Exactly. We try to avoid that. In our system, we carefully define what someone at each grade level should be able to do, but we don’t go beyond that. The other thing that we need to do in Japan is proper goals, and the goal should not be a test. We have to make these assessments keeping in mind the situation in which we’re teaching. What’s possible to achieve in 15 weeks? We might not be able to make a TOEIC score much better, but we can find some things that students are able to do now that they weren’t able to do at the start of the semester.

I once saw, as part of a description of a university program, that one of the goals was to give students a positive experience in English.

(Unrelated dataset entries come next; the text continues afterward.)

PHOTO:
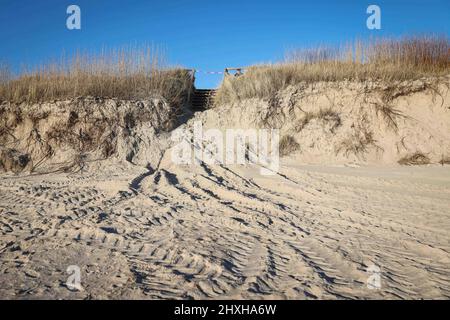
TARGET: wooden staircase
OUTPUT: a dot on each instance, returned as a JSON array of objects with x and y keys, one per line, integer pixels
[{"x": 202, "y": 99}]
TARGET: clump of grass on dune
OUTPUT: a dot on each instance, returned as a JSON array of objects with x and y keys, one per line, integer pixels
[
  {"x": 125, "y": 73},
  {"x": 383, "y": 59}
]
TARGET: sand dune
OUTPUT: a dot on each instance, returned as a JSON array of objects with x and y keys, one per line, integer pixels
[{"x": 140, "y": 226}]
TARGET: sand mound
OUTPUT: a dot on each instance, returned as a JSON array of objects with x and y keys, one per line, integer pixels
[
  {"x": 71, "y": 135},
  {"x": 350, "y": 122}
]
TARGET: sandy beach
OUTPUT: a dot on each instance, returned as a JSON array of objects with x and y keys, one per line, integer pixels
[{"x": 227, "y": 232}]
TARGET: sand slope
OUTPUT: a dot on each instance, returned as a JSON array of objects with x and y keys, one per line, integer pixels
[{"x": 140, "y": 226}]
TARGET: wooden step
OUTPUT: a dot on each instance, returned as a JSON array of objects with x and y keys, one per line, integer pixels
[{"x": 202, "y": 98}]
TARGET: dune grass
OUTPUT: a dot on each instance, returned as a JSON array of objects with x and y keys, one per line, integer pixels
[
  {"x": 381, "y": 59},
  {"x": 124, "y": 73}
]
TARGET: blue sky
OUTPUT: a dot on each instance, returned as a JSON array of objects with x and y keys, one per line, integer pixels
[{"x": 205, "y": 34}]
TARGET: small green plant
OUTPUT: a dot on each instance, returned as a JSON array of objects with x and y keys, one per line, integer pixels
[{"x": 288, "y": 145}]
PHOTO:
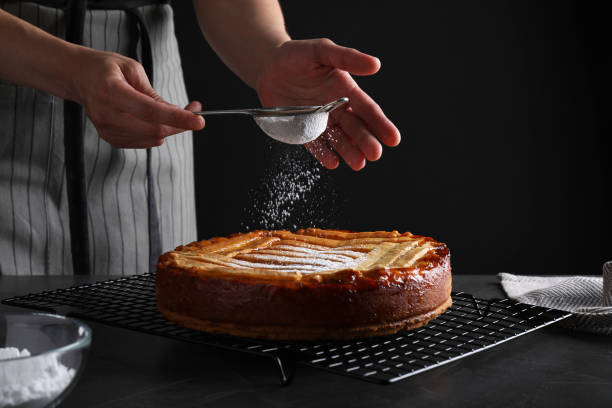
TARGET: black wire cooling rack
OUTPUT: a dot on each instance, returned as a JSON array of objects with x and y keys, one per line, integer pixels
[{"x": 469, "y": 326}]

I liked that because it’s certainly an achievable goal, and I agree that it’s basically impossible to make big improvements in language ability given the time and other resources that we devote to these programs.

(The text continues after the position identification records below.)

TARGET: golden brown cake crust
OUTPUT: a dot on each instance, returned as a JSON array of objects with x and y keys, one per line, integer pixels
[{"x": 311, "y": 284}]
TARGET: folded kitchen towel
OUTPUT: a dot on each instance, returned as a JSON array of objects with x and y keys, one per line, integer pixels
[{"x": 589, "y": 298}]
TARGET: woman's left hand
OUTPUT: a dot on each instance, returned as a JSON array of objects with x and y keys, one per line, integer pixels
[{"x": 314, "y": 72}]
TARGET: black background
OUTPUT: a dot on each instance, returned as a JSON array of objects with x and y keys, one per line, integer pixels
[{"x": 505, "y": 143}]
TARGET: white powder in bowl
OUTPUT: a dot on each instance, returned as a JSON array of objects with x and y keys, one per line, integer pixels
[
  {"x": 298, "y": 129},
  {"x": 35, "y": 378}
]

Well, we may disagree there. There can be big improvement if you set the program up properly. We were talking about speaking, but writing is an even better example. What we do with our students is we have them write a self-introduction on the first day of class. We say, that’s for us to get to know you. And we collect it. We spend a whole semester teaching them how to write in English. At the end, we have them write it again. It’s chalk and cheese. The two are completely different. They are demonstrably able to do something in July that they couldn’t do in April. It’s the same with speaking. We’ll have questions that they couldn’t even understand in April that they can now understand and answer at length the end of the semester. You just have to be very specific about what you’re trying to do. You have to narrow it down. In the literature on self-efficacy, one of the things they talk about is that being successful at something gives you motivation to do it more. If you define things very tightly and give people something specific that they’re going to be able to do, that can be very successful. Although this isn’t what we do, an example would be, here are ten questions that we want you to be able to answer by the end of the semester. And if I ask you now, you can give very basic answers, but by the end of the semester you’ll be able to answer them at length. I agree that giving students a positive experience is important, but I think a lot of teachers misunderstand it. A key to having a positive experience is the success. It’s the feeling of success. It’s not like being at Disney for a day. It’s not having a teacher who is a clown and makes you laugh all the time. Whether it’s positive or negative is whether you feel you were successful at it or not. In one program that I used to run, by far the best feedback came from the repeaters—people who had failed and were brought back in during the summer to try again. They had to keep doing it until they got it right. Some of them walked away in tears because they were so moved. They genuinely didn’t think it was possible for them to succeed, but they did.